Barnes and Noble, the biggest book seller in terms of the number of retain stores, has seen better days. A few days ago, the company stated that for the fourth quarter of 2012, it recorded a net loss of $6.1 million. Part of that loss was due to its Nook tablet business, which saw its revenues fall over 26 percent to just $316 million for the quarter.
At the same time, Barnes and Noble stated in a press release that its Chairman and largest shareholder Leonard Riggio is trying to make a bid to buy the bookstore part of the business, but not the Nook Media portion. Microsoft currently owns 16.8 percent of Nook Media, which is worth at the moment about $300 million.

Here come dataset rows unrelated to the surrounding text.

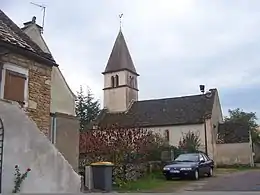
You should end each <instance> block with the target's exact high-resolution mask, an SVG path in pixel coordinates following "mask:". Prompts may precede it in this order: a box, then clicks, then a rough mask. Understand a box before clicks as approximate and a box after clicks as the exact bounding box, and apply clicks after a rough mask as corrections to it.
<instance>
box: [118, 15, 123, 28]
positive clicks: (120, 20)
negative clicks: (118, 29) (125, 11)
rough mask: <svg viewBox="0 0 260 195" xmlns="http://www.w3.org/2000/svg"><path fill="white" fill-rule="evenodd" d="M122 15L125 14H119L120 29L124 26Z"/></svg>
mask: <svg viewBox="0 0 260 195" xmlns="http://www.w3.org/2000/svg"><path fill="white" fill-rule="evenodd" d="M122 17H123V14H119V19H120V30H121V28H122Z"/></svg>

That has led some analysts to speculate that Microsoft could come in and buy Barnes and Noble. Barron's posted a story this weekend that stated:
B&N's current market value is $1.1 billion based on 70 million outstanding shares and it has a net cash position. Microsoft could pay $25 a share, or $1.75 billion, and gain full control of Nook plus the retail stores, which produced $371 million of pretax cash flow in the past 12 months. That price would be modest relative to Microsoft's $60 billion-plus in cash.
The author says that such a move could instantly give Microsoft over 600 retail stores all over the country and that it could launch a store-within-a-store to sell products like the Surface tablet.
Others disagree. The Motley Fool posted its own story which said:
There's no way that Microsoft could fill the cavernous Barnes & Noble stores, which also happen to be largely located in strip malls that lack the foot traffic of Apple's smaller footprint in shopping malls. If Microsoft wanted that girth, it could've picked up Borders' remnants for a pittance two years ago.
While that may turn out to be true, it's also true that Barnes and Noble's attempt to launch its own eReader and tablet lineup in the Nook to compete with Amazon's Kindle family has been met with indifference by the general public. With the exception of creating a Nook app for Windows 8 and RT devices, we have yet to see anything concrete from Microsoft in terms of its collaboration with Barnes and Noble. Microsoft might not want to buy a bookseller but it might have to either take full control of the Nook business or cash out of it while it still can.